Tuesday's and Wednesday's editions of the Wall Street Journal featured incredibly good pieces about Ford.
The first piece, written by Charlie Hughes (former CEO of Land Rover) and William Jeanes (former editor in chief of Car and Driver), succinctly pares suggestions for Ford's new CEO, Alan Mulally, down to three.
First, they recommend that Mulally's main objective be to make "the Ford brand the most successful brand in the world." Toyota, they believe, is Mulally's "new Airbus." A simple, compelling objective on which to focus the beleaguered firm.
Next, they advocate combining, divesting and eliminating the company's car brands to leave just the three remaining, and then put the full force of the company's efforts behind those brands. The brands they recommend retaining are Ford, Volvo and Jaguar. There is a sense to this, because those three, together, cover a maximal spectrum of customer segments, while being few enough in number to allow each brand to have similar products, but without any real chance of product/market overlap.
Finally, they suggest that Mulally has to create a new culture at Ford, to have any chance of success. They posit, reasonably, that a combination of years of careerist management, with a recent drumbeat of failure, has left the company bereft of much chance of success in its current condition.
I found their article elegantly reasonable, powerful and simple in its messages. Of course, much quantitative work will be required, whatever direction the new CEO takes, in order to have any hope of turning Ford around. But Hughes and Jeanes articulate a nice combination of suggestions which touch on problems involving customer confusion with overlapping and/or unprofitable brands, the company's own cultural malaise, and an objective which is, they write, "noble."
Yesterday, on the heels of that editorial, came Holman Jenkins' very different approach to offering welcoming advice to Alan Mulally. I like it equally well.
Holman focuses on Mulally's isolation at his new employer. Not only does Mulally have no troops with him from Boeing, obviating his ability to dismiss unwanted existing staff, but the "old king" still reigns. Not an enviable position.
Then Holman goes off on a truly inspired track. To those who doubt the viability of a private equity buyout at Ford, he notes that one was just done in the semiconductor sector of similar size. The difference, he notes, is the Ford family's intransigence at acknowledging reality. So long as the Fords insist on control, nobody else will use fresh money to bail them out. A condition for their rescue is to surrender control. After all, who got Ford into this mess in the first place?
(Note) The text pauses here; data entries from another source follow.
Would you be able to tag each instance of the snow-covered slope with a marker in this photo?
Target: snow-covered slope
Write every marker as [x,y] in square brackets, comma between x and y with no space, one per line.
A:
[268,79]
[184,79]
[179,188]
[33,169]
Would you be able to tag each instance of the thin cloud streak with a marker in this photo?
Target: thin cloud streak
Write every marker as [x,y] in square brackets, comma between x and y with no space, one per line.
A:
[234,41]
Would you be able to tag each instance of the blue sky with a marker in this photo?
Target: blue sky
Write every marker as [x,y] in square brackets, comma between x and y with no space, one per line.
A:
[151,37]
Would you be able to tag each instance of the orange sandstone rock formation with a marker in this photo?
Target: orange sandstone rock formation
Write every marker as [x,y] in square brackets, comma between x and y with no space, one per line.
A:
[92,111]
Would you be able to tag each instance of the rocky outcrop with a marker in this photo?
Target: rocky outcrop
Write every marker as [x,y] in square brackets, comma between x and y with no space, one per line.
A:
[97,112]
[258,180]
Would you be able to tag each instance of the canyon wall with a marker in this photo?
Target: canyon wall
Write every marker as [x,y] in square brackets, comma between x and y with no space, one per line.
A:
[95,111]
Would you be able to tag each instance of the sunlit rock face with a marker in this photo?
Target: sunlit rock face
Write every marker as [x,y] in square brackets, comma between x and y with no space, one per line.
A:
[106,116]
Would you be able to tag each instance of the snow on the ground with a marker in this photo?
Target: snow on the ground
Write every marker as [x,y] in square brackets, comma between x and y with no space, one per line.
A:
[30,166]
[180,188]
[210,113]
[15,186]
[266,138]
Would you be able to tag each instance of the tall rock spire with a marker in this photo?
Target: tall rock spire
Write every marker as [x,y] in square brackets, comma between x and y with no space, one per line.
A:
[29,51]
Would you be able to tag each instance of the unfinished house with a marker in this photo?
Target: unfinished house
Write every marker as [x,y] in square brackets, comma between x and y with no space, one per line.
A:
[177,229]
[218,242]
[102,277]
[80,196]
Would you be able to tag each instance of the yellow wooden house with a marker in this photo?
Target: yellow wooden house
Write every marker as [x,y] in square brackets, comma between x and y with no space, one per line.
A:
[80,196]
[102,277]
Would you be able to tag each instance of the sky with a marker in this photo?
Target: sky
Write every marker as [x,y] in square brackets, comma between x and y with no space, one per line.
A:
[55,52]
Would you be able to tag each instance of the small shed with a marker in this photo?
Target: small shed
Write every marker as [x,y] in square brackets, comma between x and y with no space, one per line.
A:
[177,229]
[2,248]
The overall impression one gets from Mr. Jenkins' piece, especially its discussion of Ford's labor woes, and Mulally's background, is that Ford's new CEO may have his biggest impact not on the firm's strategy, or operations, but on the structure of the firm going forward. Perhaps privately owned, perhaps with significantly different labor dynamics.
Taken together, I find both pieces extremely candid and reasonable regarding Ford's, and Mulally's, options in the near term. Neither necessarily thinks Ford will survive, or independently and publicly. But they highlight some very valid concerns for the ailing auto maker's new CEO.